This application claims the benefit under 35 U.S.C. §119(a) of Korean Patent Application No. 10-2010-0091040, filed on Sep. 16, 2010, in the Korean Intellectual Property Office, the entire disclosure of which is incorporated herein by reference for all purposes.
1. Field
The following description relates to a method of encoding and decoding a multi-channel audio, and more particularly, to a method and apparatus of encoding and decoding a high-frequency signal of the multi-channel audio.
2. Description of Related Art
Multi-channel audio coding schemes may generally include a waveform multi-channel audio coding scheme and a parametric multi-channel audio coding scheme.
The waveform multi-channel audio coding scheme may be classified as a moving picture expert group (MPEG)-2 multi channel extension (MC) audio coding scheme, an advanced audio coding (AAC) MC audio coding scheme, a bit sliced arithmetic coding/audio video standard MC (BSAC/AVS MC) audio coding scheme, and the like.
The parametric multi-channel audio coding scheme may include an MPEG surround scheme, and the MPEG surround scheme may restore a multi-channel audio signal using a downmixed signal and spatial information.
The MPEG surround scheme may down-mix the multi-channel audio signal and parameterize the spatial information to compress the multi-channel audio signal, and may restore the multi-channel audio signal with only a small amount of information. The MPEG-surround scheme may be used together with a Spectral Band Replication (SBR) coding scheme to increase compression efficiency.
In one general aspect there is provided a multi-channel audio signal encoding apparatus including a downmixer configured to downmix a multi-channel audio input signal, a channel decorrelator configured to expand a number of channels of the downmixed signal thereby providing an expanded channel signal, a parameter estimator configured to select at least one signal from among the expanded channel signal, and to extract a parameter indicating a characteristic relation between the selected signal and the multi-channel audio input signal and a bitmuxer configured to encode the downmixed signal and the extracted parameter.
The channel decorrelator may expand the number of channels of the downmixed signal through linear combination or decorrelation.
The bitmuxer may encode the extracted parameter and a signal associated with a high frequency band signal of the multi-channel audio input signal from among the downmixed signal.
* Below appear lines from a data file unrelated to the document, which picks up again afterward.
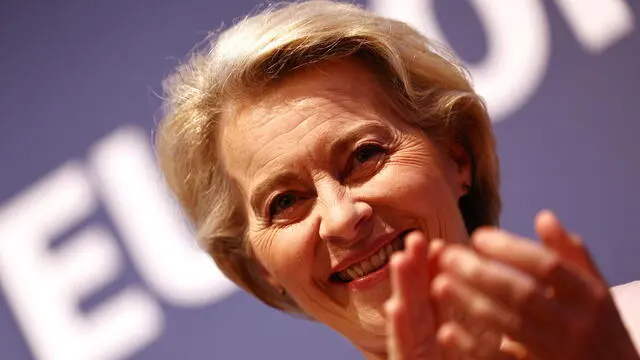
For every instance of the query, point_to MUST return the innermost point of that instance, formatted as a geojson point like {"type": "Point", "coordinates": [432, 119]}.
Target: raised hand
{"type": "Point", "coordinates": [549, 298]}
{"type": "Point", "coordinates": [420, 329]}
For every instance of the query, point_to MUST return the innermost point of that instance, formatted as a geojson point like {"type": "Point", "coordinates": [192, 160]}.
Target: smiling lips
{"type": "Point", "coordinates": [371, 264]}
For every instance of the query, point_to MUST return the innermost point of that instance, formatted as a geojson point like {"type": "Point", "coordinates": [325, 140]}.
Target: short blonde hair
{"type": "Point", "coordinates": [422, 78]}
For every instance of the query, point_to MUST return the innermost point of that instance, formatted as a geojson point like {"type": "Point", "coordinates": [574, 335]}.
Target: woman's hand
{"type": "Point", "coordinates": [549, 298]}
{"type": "Point", "coordinates": [413, 320]}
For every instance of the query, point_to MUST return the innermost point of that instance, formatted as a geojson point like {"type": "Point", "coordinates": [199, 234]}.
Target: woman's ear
{"type": "Point", "coordinates": [462, 169]}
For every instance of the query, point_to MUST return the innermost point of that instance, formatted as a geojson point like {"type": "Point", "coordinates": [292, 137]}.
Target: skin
{"type": "Point", "coordinates": [503, 297]}
{"type": "Point", "coordinates": [341, 204]}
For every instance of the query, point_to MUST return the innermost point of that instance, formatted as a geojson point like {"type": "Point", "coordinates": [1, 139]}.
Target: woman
{"type": "Point", "coordinates": [339, 166]}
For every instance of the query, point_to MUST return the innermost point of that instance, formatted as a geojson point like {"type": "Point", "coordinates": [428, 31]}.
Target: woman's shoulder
{"type": "Point", "coordinates": [627, 298]}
The parameter estimator may select, from among the downmixed signal and the expanded channel signal, at least one signal having a maximal value when a match function is applied to the downmixed signal and the expanded channel signal with each input signal of the multi-channel audio input signal, and extracts a parameter indicating a characteristic relation between the selected signal and the multi-channel audio input signal.
In another aspect, there is provided a multi-channel audio signal decoding apparatus including a bitdemuxer configured to restore, from an input bitstream that is obtained by encoding a multi-channel audio signal, a downmixed signal of the multi-channel audio signal, a parameter decoder configured to restore, from the input bit stream, a parameter to be used for restoring a channel signal included in the multi-channel audio signal, and a channel decorrelator configured to expand a number of channels of the restored downmixed signal. The multi-channel audio decoding apparatus further includes a high-frequency signal synthesizer configured to select, from the downmixed signal of which the number of channels is expanded, a channel signal to be patched using the restored parameter and a spatial synthesizer configured to restore the channel signal included in the multi-channel audio signal using the selected channel signal and the restored parameter information.
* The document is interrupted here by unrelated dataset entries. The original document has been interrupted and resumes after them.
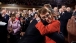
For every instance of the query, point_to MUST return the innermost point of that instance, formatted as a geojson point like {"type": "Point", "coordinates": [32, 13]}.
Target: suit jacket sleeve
{"type": "Point", "coordinates": [50, 28]}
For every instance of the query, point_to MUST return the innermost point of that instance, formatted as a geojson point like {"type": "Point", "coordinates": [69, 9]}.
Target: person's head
{"type": "Point", "coordinates": [22, 19]}
{"type": "Point", "coordinates": [47, 6]}
{"type": "Point", "coordinates": [75, 6]}
{"type": "Point", "coordinates": [55, 9]}
{"type": "Point", "coordinates": [68, 9]}
{"type": "Point", "coordinates": [34, 10]}
{"type": "Point", "coordinates": [64, 7]}
{"type": "Point", "coordinates": [45, 14]}
{"type": "Point", "coordinates": [17, 15]}
{"type": "Point", "coordinates": [3, 11]}
{"type": "Point", "coordinates": [61, 10]}
{"type": "Point", "coordinates": [13, 17]}
{"type": "Point", "coordinates": [36, 15]}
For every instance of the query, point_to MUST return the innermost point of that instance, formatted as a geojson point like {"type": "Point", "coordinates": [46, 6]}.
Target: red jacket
{"type": "Point", "coordinates": [50, 28]}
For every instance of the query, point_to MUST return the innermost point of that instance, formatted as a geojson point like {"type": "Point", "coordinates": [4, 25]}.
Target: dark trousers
{"type": "Point", "coordinates": [14, 38]}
The channel decorrelator may expand the number of channels of the downmixed signal, through linear combination or decorrelation.
In another aspect, there is provided a multi-channel audio signal encoding method of a transmitter including downmixing a multi-channel audio input signal, expanding a number of channels of the downmixed signal, selecting at least one signal from among the expanded channel signal, extracting a characteristic relation between the selected signal and the multi-channel audio input signal, and encoding the downmixed signal and the extracted parameter.
The expanding may include expanding the number of channels of the downmixed signal through linear combination or decorrelation.
The encoding may include encoding the extracted parameter and a signal associated with a high frequency band signal of the multi-channel audio input signal from among the downmixed signal.
The selecting and extracting may include selecting, from among the downmixed signal and the expanded channel signal, at least one signal having a maximal value when a match function is applied to the downmixed signal and the expanded channel signal with each input signal of the multi-channel audio input signal and extracting a parameter indicating a characteristic relation between the selected signal and the multi-channel audio input signal.
A non-transitory computer readable storage medium may store a program to implement the multi-channel audio encoding method.
In another aspect there is provided a multi-channel audio signal decoding method of a receiver including restoring, from an input bitstream that is obtained by encoding a multi-channel audio signal, a downmixed signal of the multi-channel audio signal, restoring, from the input bitstream, a parameter to be used for restoring a channel signal included in the multi-channel audio signal, expanding a number of channels of the restored downmixed signal, selecting, from the downmixed signal of which the number of channels is expanded, a channel signal to be patched using the restored parameter, and restoring the channel signal included in the multi-channel audio signal using the selected channel signal and the restored parameter information.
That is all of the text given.